Aonach Beag and Geal-Charn
Geological Conservation Review site | GCR #3320 | Structural and Metamorphic Geology | Dalradian
Geological Conservation Review site | GCR #3320 | Structural and Metamorphic Geology | Dalradian
Scotland's geosites are chosen because of their local, national or international importance. Take only photos, leave only footprints: avoid causing any damage to this site. You can walk almost anywhere in Scotland without the need to ask permission or keep to paths, but you have a responsibility to care for your own safety, to respect people's privacy and peace of mind and to cause no damage.
This site is a Site of Special Scientific Interest (SSSI).
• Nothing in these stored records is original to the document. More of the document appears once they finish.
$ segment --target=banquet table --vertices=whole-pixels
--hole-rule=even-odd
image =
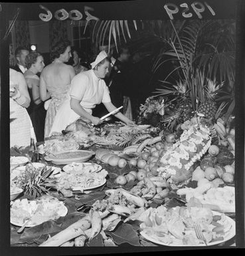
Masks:
[[[108,145],[108,146],[104,146],[110,148],[110,150],[122,150],[122,148],[118,146],[115,146],[113,145]],[[101,148],[101,146],[94,145],[88,148],[90,150],[96,151],[98,148]],[[21,151],[19,152],[15,152],[15,150],[12,149],[11,150],[11,156],[17,156],[19,155],[25,155],[26,152],[25,150]],[[64,165],[54,165],[50,162],[47,163],[44,157],[41,156],[39,160],[40,162],[44,163],[47,165],[53,166],[55,167],[58,167],[62,168]],[[106,197],[105,194],[105,191],[110,189],[115,188],[115,184],[114,184],[114,180],[115,177],[118,174],[123,174],[125,172],[128,172],[129,166],[127,166],[123,168],[119,168],[118,167],[112,167],[109,166],[107,164],[102,163],[98,160],[93,157],[89,161],[89,162],[94,162],[98,164],[100,164],[102,166],[102,168],[106,170],[108,172],[108,179],[106,184],[102,187],[98,188],[96,189],[84,192],[84,193],[74,193],[72,197],[66,197],[62,194],[58,193],[55,192],[52,192],[50,194],[54,197],[56,197],[59,200],[61,200],[64,202],[65,206],[68,208],[68,213],[65,217],[62,217],[58,219],[56,221],[48,221],[44,223],[42,223],[39,225],[33,227],[25,228],[24,231],[22,233],[17,233],[17,231],[19,229],[19,227],[15,226],[15,225],[11,224],[11,246],[17,247],[37,247],[39,244],[44,241],[50,235],[52,236],[56,233],[58,233],[59,231],[64,229],[69,224],[74,223],[76,220],[81,218],[84,215],[84,212],[88,210],[90,206],[92,206],[92,203],[94,203],[96,200],[101,200]],[[129,184],[126,187],[126,189],[130,189],[135,184],[132,183]],[[22,195],[18,199],[25,198],[25,195]],[[181,201],[179,201],[175,198],[171,198],[168,201],[168,207],[175,207],[175,206],[181,206],[183,203]],[[156,207],[157,205],[151,205],[153,207]],[[235,220],[235,214],[232,213],[229,215],[232,219]],[[132,245],[137,246],[161,246],[163,247],[164,250],[164,245],[159,245],[155,243],[147,241],[147,239],[142,237],[139,234],[139,223],[135,221],[132,223],[133,228],[131,232],[133,235],[137,234],[139,236],[139,241],[140,242],[131,243]],[[126,224],[126,225],[130,225]],[[122,239],[122,242],[123,242],[123,238]],[[127,243],[126,238],[125,238],[125,243]],[[218,247],[234,247],[236,245],[236,237],[234,237],[228,241],[222,242],[217,245]],[[98,241],[92,245],[92,246],[102,246],[102,243],[100,241]],[[114,245],[118,246],[118,245]],[[119,245],[120,246],[120,245]],[[208,247],[212,247],[216,246],[209,246]]]

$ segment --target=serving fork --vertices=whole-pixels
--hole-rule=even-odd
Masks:
[[[208,244],[206,243],[206,239],[203,235],[200,225],[197,223],[194,223],[194,229],[195,229],[195,231],[196,232],[197,238],[199,239],[202,240],[204,243],[204,244],[207,246]]]
[[[42,207],[43,207],[43,205],[42,205],[42,203],[40,203],[39,204],[39,205],[37,206],[37,209],[35,209],[35,211],[34,212],[34,213],[33,214],[33,216],[35,215],[36,213],[37,213],[39,211],[41,211],[42,209]],[[31,220],[31,217],[29,217],[26,221],[24,223],[24,224],[21,226],[21,227],[20,227],[18,230],[17,230],[17,233],[21,233],[23,229],[25,229],[25,226],[27,225],[27,223],[29,222],[29,221]]]

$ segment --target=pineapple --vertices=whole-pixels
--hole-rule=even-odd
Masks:
[[[151,137],[151,136],[149,134],[142,134],[135,130],[123,132],[118,136],[116,145],[124,148],[136,144]]]
[[[206,119],[212,120],[217,112],[217,106],[215,102],[217,92],[222,84],[217,85],[215,80],[212,81],[208,78],[206,80],[208,82],[206,87],[203,90],[203,100],[200,100],[201,102],[197,108],[197,112],[203,114]]]
[[[52,168],[35,168],[32,164],[26,166],[25,172],[23,172],[17,181],[17,186],[24,190],[25,193],[30,198],[36,198],[46,194],[55,185],[50,183],[46,178],[52,173]]]

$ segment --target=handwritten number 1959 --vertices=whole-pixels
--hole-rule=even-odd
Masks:
[[[50,21],[52,18],[52,13],[48,10],[48,9],[46,8],[43,5],[40,5],[39,7],[46,12],[46,13],[40,13],[39,18],[42,21]],[[84,7],[84,13],[87,18],[89,17],[89,19],[99,19],[98,18],[91,15],[88,13],[88,10],[94,11],[94,9],[91,7],[88,7],[87,6]],[[82,14],[78,10],[71,10],[68,13],[64,9],[62,8],[54,13],[54,17],[58,21],[64,21],[68,18],[72,21],[79,21],[82,19]]]
[[[190,11],[190,7],[188,4],[186,3],[181,3],[179,5],[182,8],[185,8],[182,11],[182,16],[185,18],[191,18],[193,17],[193,13]],[[201,13],[203,13],[205,11],[205,7],[208,8],[211,14],[214,16],[215,13],[212,7],[206,2],[204,2],[204,5],[200,2],[193,2],[191,5],[191,8],[195,12],[199,19],[202,19],[203,16]],[[167,3],[164,5],[164,9],[166,10],[167,13],[168,14],[171,19],[173,19],[173,14],[179,13],[179,7],[173,3]]]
It is an offence to intentionally or recklessly damage the protected natural features of a SSSI, and this includes unauthorised sample collection.
The right of access does not extend to quarries, building sites or any land where public access is prohibited, or to the collection of geological samples.
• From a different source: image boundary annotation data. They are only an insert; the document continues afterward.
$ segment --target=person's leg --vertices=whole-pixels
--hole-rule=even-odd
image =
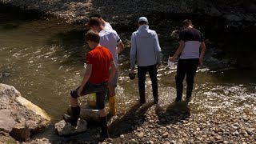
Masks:
[[[99,120],[101,126],[101,141],[103,141],[105,138],[108,138],[109,134],[107,130],[107,117],[106,110],[105,107],[106,96],[107,94],[107,84],[101,87],[101,90],[96,93],[96,105],[99,110]]]
[[[179,59],[177,66],[175,77],[176,82],[176,102],[182,100],[183,93],[183,80],[186,74],[186,60]]]
[[[138,66],[138,91],[141,103],[145,103],[145,80],[146,80],[146,68],[145,66]]]
[[[78,105],[78,98],[79,97],[78,95],[78,90],[79,87],[80,86],[70,91],[71,98],[70,102],[71,106],[71,114],[68,115],[65,114],[63,115],[65,122],[70,123],[74,126],[78,125],[78,120],[80,117],[80,106]],[[81,95],[86,95],[94,92],[95,92],[95,88],[90,83],[86,83],[81,93]]]
[[[78,90],[79,87],[78,87],[76,90],[70,91],[70,108],[71,108],[71,114],[64,114],[63,119],[65,122],[70,123],[71,126],[76,126],[78,125],[78,120],[80,116],[80,106],[78,105]]]
[[[190,98],[192,96],[194,78],[197,72],[199,59],[190,59],[189,61],[186,73],[186,98]]]
[[[152,90],[154,96],[154,102],[157,104],[158,102],[158,69],[156,65],[148,66],[148,71],[152,82]]]
[[[115,88],[118,83],[118,71],[117,70],[112,81],[109,82],[109,105],[110,105],[110,114],[111,115],[116,114]]]

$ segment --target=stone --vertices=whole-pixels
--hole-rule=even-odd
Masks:
[[[8,133],[6,133],[4,131],[0,131],[0,143],[14,144],[18,142],[16,142],[16,140],[12,137],[10,137]]]
[[[143,136],[144,136],[144,133],[143,133],[142,131],[141,131],[141,132],[139,132],[139,133],[138,134],[138,138],[142,138]]]
[[[35,139],[30,142],[30,144],[51,144],[50,141],[46,138]],[[22,143],[23,144],[23,143]]]
[[[70,106],[69,106],[68,109],[68,114],[70,114],[71,112]],[[94,110],[94,109],[86,109],[81,107],[80,111],[80,118],[86,120],[87,122],[99,122],[99,112],[98,110]]]
[[[168,133],[164,133],[162,135],[162,138],[168,138]]]
[[[0,130],[10,133],[16,122],[10,117],[10,110],[8,109],[0,110]]]
[[[242,18],[235,15],[235,14],[226,14],[223,16],[225,18],[226,18],[229,21],[241,21]]]
[[[18,141],[26,142],[30,140],[30,129],[26,124],[16,123],[10,134]]]
[[[222,15],[222,14],[219,12],[219,10],[216,9],[216,7],[211,6],[210,15],[213,17],[219,17]]]
[[[138,144],[139,142],[136,139],[131,139],[131,143]]]
[[[78,126],[76,127],[66,122],[64,120],[55,123],[55,131],[59,136],[72,135],[86,131],[87,122],[83,119],[78,119]]]
[[[29,140],[30,133],[37,133],[50,122],[45,110],[22,97],[14,86],[2,83],[0,83],[0,110],[10,111],[9,116],[11,118],[6,112],[6,116],[1,117],[0,123],[3,118],[7,118],[8,122],[5,123],[13,127],[6,131],[11,130],[12,137],[22,142]]]

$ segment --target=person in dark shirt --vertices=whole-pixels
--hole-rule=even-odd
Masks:
[[[186,98],[192,96],[194,78],[197,68],[202,65],[203,57],[206,51],[203,34],[195,28],[193,28],[192,22],[186,19],[182,22],[184,30],[178,36],[179,46],[175,54],[170,58],[170,61],[174,59],[181,54],[176,72],[176,92],[175,101],[179,102],[182,98],[183,80],[186,75]],[[200,51],[201,49],[201,51]]]

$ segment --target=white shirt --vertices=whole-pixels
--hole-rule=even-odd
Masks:
[[[103,26],[105,30],[113,30],[111,25],[109,22],[105,22]]]
[[[134,68],[135,62],[138,66],[148,66],[161,63],[161,47],[158,37],[149,26],[142,25],[131,36],[130,51],[130,68]]]
[[[98,35],[100,36],[99,44],[110,51],[114,63],[118,66],[117,45],[122,42],[119,35],[114,30],[102,30]]]

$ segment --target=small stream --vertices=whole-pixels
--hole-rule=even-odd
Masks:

The Aonach Beag and Geal-charn GCR site is of national importance for the way in which the complex Caledonian deformation pattern in a crucial central area of the Grampian Highlands can be related to the original geometry and subsequent development of early Dalradian sedimentary basins.
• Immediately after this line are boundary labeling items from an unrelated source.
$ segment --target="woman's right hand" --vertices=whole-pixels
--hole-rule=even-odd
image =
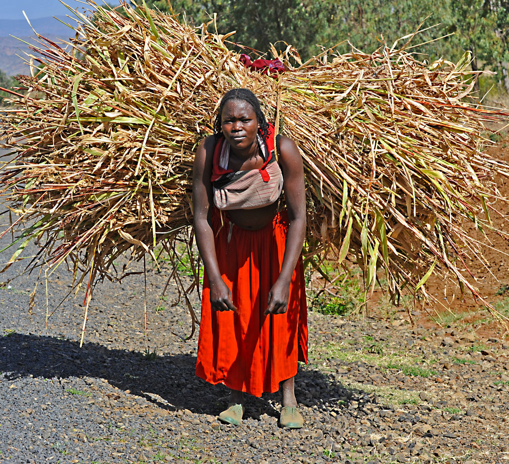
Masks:
[[[210,285],[210,306],[214,311],[236,311],[232,301],[232,292],[222,279],[209,282]]]

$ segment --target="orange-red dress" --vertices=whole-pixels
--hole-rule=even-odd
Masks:
[[[299,258],[284,314],[264,315],[268,293],[279,277],[288,218],[278,213],[259,230],[221,222],[214,208],[212,229],[223,280],[232,291],[233,311],[214,311],[205,273],[196,374],[211,384],[261,396],[297,373],[307,362],[307,325],[304,271]]]

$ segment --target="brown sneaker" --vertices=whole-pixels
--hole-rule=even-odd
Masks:
[[[296,406],[285,406],[281,410],[279,425],[289,428],[301,428],[304,426],[304,418],[299,412]]]
[[[244,414],[244,406],[232,403],[228,405],[228,408],[221,413],[218,418],[223,422],[232,424],[233,425],[238,425],[242,421],[242,415]]]

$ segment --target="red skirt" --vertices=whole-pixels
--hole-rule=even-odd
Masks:
[[[290,287],[288,311],[264,315],[269,291],[279,277],[288,230],[286,211],[259,230],[241,229],[212,214],[219,270],[238,309],[214,311],[206,272],[196,374],[213,384],[261,396],[307,362],[307,323],[302,258]]]

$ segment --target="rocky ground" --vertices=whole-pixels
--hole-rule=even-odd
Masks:
[[[146,336],[143,276],[98,286],[81,348],[82,292],[46,326],[44,273],[32,314],[36,276],[0,289],[0,462],[509,459],[509,342],[479,338],[458,317],[449,328],[425,323],[415,310],[414,326],[387,308],[363,320],[312,311],[310,362],[296,382],[305,427],[278,426],[277,394],[250,398],[240,426],[219,423],[227,391],[194,375],[187,309],[172,307],[171,290],[155,311],[169,269],[148,271]],[[63,267],[48,276],[50,313],[70,285]]]
[[[504,144],[500,156],[509,158]],[[0,249],[11,241],[5,236]],[[486,275],[478,285],[506,315],[507,260],[489,250],[486,257],[493,274],[473,268]],[[185,339],[191,319],[172,306],[174,287],[156,311],[169,264],[160,271],[148,264],[146,335],[143,276],[134,275],[96,288],[82,348],[83,292],[60,304],[71,288],[65,265],[42,274],[31,313],[37,274],[0,285],[0,462],[509,460],[509,339],[478,305],[457,297],[455,314],[431,318],[410,307],[413,325],[378,291],[362,317],[312,307],[309,363],[296,380],[305,427],[278,426],[277,394],[250,398],[236,427],[216,418],[227,389],[194,375],[197,336]],[[442,282],[429,291],[452,299]],[[199,316],[197,295],[191,303]]]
The site preserves excellent exposures of the stratigraphical relationships between the Kinlochlaggan succession and the underlying Grampian Group in a regional zone of steeply dipping rocks known as the Geal-charn - Ossian Steep Belt. The mountainous nature of the site is such that truly three-dimensional observations can be made of the structural geometry of the steep belt. The Lochaber, Ballachulish and Blair Atholl subgroups of the Appin Group are all represented in the upward facing Kinlochlaggan succession. This succession includes the Kinlochlaggan Boulder Bed, which occurs within the Lochaber Subgroup and thus is not equivalent to the Port Askaig Tillite on Islay. The site also provides an excellent cross-sectional view of the complex Kinlochlaggan Syncline and other complementary tight folds that form the core of the steep belt.
The Geal-charn-Ossian Steep Belt occurs at the boundary between contrasting structural and stratigraphical domains. Distinct but coeval sedimentary successions in each domain responded in fundamentally different ways to later deformation, with primary upright structures to the west and recumbent structures to the east. The steep belt is a zone of primary major upright folds with associated slides, developed on severely attenuated fold limbs as originally stated by Thomas (1979). However, it is not a root zone to divergent nappes as envisaged by Thomas (1979), nor is it the sole product of a late monoform or late upright shearing as proposed by Temperley (1990). It occurs at the eastern margin of a thick composite sedimentary basin where deformation was focused against a footwall -high-. Subsequent deformation was then influenced by the distribution of half-graben fills and intrabasinal -highs-.